The goal of the ScanCentricPeakCharacterization (SCPC) package is to facilitate scan-centric, frequency based, peak characterization of profile level, multi-scan, direct-injection Fourier-transform mass spectrometry data.

You can read more about the merits of this scan-centric method in:

RM Flight, JM Mitchell & HNB Moseley, “Scan-Centric, Frequency-Based Method for Characterizing Peaks from Direct Injection Fourier transform Mass Spectrometry Experiments”, Metabolites 2022, 12(6), 515; https://doi.org/10.3390/metabo12060515

License

This package is licensed with a BSD-like license with a 4th clause: No commercial use.

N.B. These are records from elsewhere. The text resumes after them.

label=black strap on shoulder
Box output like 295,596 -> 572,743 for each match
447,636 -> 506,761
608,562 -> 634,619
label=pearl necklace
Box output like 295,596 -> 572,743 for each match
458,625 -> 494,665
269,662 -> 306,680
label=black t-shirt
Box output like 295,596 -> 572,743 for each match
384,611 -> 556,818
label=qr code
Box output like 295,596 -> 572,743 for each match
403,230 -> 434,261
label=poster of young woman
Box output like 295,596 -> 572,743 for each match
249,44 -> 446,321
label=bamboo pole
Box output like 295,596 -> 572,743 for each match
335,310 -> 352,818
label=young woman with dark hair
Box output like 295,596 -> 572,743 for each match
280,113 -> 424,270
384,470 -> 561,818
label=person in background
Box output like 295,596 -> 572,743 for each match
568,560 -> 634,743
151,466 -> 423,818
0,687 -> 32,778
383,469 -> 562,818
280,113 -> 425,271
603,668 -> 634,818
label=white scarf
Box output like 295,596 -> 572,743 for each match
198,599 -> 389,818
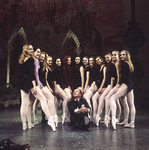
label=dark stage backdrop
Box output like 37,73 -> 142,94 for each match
0,0 -> 147,108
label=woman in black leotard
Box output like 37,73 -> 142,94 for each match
92,56 -> 106,126
73,56 -> 84,91
53,58 -> 69,124
19,44 -> 51,130
110,50 -> 136,129
84,57 -> 97,108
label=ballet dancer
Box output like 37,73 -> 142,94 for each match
62,55 -> 74,123
19,44 -> 55,131
83,57 -> 97,109
82,56 -> 90,94
53,58 -> 69,124
92,56 -> 107,126
73,56 -> 84,91
110,50 -> 136,129
101,50 -> 121,127
46,56 -> 58,127
38,54 -> 58,130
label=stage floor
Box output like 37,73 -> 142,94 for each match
0,108 -> 149,150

Academics who want to use it at their institution, please try it.

If you are at a business / for-profit and want to use it, please contact the authors (Robert Flight, rflight79 at gmail; Hunter Moseley, hunter dot moseley at gmail) about licensing. Please contact us even if you aren’t sure what would be required for licensing, we do want people to use it.

Installation

You can install SCPC from GitHub with:

# install.packages("remotes")
remotes::install_github("MoseleyBioinformaticsLab/ScanCentricPeakCharacterization")

Documentation Site

You can browse the documentation online here.

Setup

library(ScanCentricPeakCharacterization)
library(dplyr)
library(patchwork)
library(ggplot2)
#theme_set(cowplot::theme_cowplot())

Theory

Converting m/z to Frequency

Outside of the scan-centric nature of this peak-characterization, the second most important feature is the conversion from m/z to frequency. This is done to make evenly spaced data. If you acquire Orbitrap / ICR type mass spectrometry data over any decent range, there is an increasing spacing between individual m/z points.

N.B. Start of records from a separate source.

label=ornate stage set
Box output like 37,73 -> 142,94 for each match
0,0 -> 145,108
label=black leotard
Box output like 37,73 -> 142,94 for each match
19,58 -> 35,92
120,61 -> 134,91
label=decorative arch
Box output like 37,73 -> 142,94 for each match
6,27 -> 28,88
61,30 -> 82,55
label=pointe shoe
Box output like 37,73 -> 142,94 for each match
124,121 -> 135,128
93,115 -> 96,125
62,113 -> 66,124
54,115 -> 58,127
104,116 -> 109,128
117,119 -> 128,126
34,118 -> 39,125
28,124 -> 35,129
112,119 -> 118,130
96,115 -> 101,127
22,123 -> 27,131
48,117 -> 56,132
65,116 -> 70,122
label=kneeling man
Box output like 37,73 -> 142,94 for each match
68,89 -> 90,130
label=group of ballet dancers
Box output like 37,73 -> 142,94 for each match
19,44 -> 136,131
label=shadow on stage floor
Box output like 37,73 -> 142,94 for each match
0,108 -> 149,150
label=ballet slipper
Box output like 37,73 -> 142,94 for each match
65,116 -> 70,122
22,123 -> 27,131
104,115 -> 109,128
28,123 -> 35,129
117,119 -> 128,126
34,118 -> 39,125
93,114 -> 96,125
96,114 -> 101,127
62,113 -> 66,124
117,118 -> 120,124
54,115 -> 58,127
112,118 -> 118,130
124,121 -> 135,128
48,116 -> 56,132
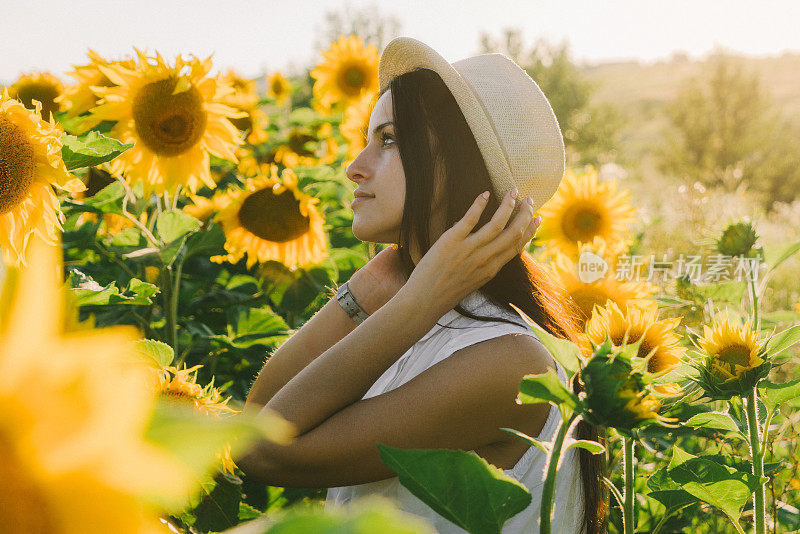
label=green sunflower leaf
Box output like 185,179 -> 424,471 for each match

We will load up an example direct-injection lipidomics sample acquired on a Thermo-Fisher Fusion instrument to demonstrate.

mzml_lipid = SCMzml$new(system.file("extdata/lipid_example.mzML", package = "ScanCentricPeakCharacterization"))
mzml_lipid$extract_mzml_data()
mzml_lipid$predict_frequency()
mzml_lipid$mzml_df_data[[1]] %>%
  dplyr::filter(convertable) %>%
  ggplot(aes(x = mz, y = mean_offset)) +
  geom_point()

We can see here that the difference or offset of m/z points is increasing with m/z.

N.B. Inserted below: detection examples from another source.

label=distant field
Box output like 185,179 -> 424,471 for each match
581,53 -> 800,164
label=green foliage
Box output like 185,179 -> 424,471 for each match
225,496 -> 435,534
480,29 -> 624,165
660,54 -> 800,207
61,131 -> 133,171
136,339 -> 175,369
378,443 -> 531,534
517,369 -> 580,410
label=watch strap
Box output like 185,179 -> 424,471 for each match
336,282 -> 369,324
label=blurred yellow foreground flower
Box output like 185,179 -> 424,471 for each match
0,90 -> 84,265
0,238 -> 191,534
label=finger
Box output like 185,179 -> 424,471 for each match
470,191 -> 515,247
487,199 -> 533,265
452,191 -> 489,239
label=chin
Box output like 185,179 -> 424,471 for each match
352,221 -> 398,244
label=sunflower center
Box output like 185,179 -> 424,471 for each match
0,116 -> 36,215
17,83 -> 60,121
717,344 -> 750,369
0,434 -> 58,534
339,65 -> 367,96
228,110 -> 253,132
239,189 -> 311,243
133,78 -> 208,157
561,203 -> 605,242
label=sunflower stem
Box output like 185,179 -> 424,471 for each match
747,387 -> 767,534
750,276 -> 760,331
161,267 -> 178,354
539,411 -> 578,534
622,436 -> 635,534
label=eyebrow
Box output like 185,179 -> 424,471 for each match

In contrast, frequency is defined as the difference over m/z, and therefore is constant.

$$mz_{mean} = mean(mz_{p1}, mz_{p2})$$

$$mz_{diff} = mz_{p2} - mz_{p1}$$

$$frequency = \frac{mz_{mean}}{mz_{diff}}$$

mzml_lipid$mzml_df_data[[1]] %>%
  dplyr::filter(convertable) %>%
  ggplot(aes(x = mean_frequency, y = mean_freq_diff)) +
  geom_point()

However, we can more generally define the conversion of m/z to frequency using a linear model of the form:

$$frequency = a + \frac{x}{mz} + \frac{y}{\sqrt{mz}} + \frac{z}{\sqrt[3]{mz}}$$

And we can verify that with a plot of the m/z vs frequency and their predicted values, in a couple of ways, as well as a plot of the residuals.

mzml_lipid$check_frequency_model()

See the example of SCMzml below to see how we can change the model being used.

Basic Objects and Classes

A note about the assumptions baked into SCPC:

  • Data is acquired in multiple, direct-injection scans (i.e. there is no chromatography component).
  • The scans are not aggregated together.
  • The data is in profile mode, not centroided.
  • The M/Z range for each scan is identical.
  • The data is in an open format supported by MSnbase and mzR.

SCMzml

We assume mzML is the most likely mass-spectrometer format, and SCMzml is an R6 container around the mzML file (although it should work with any of the formats supported by MSnbase). It has basic functionality for loading the mzML data using MSnbase, filtering out scans that are not required, and converting the M/Z to frequency space for subsequent peak detection.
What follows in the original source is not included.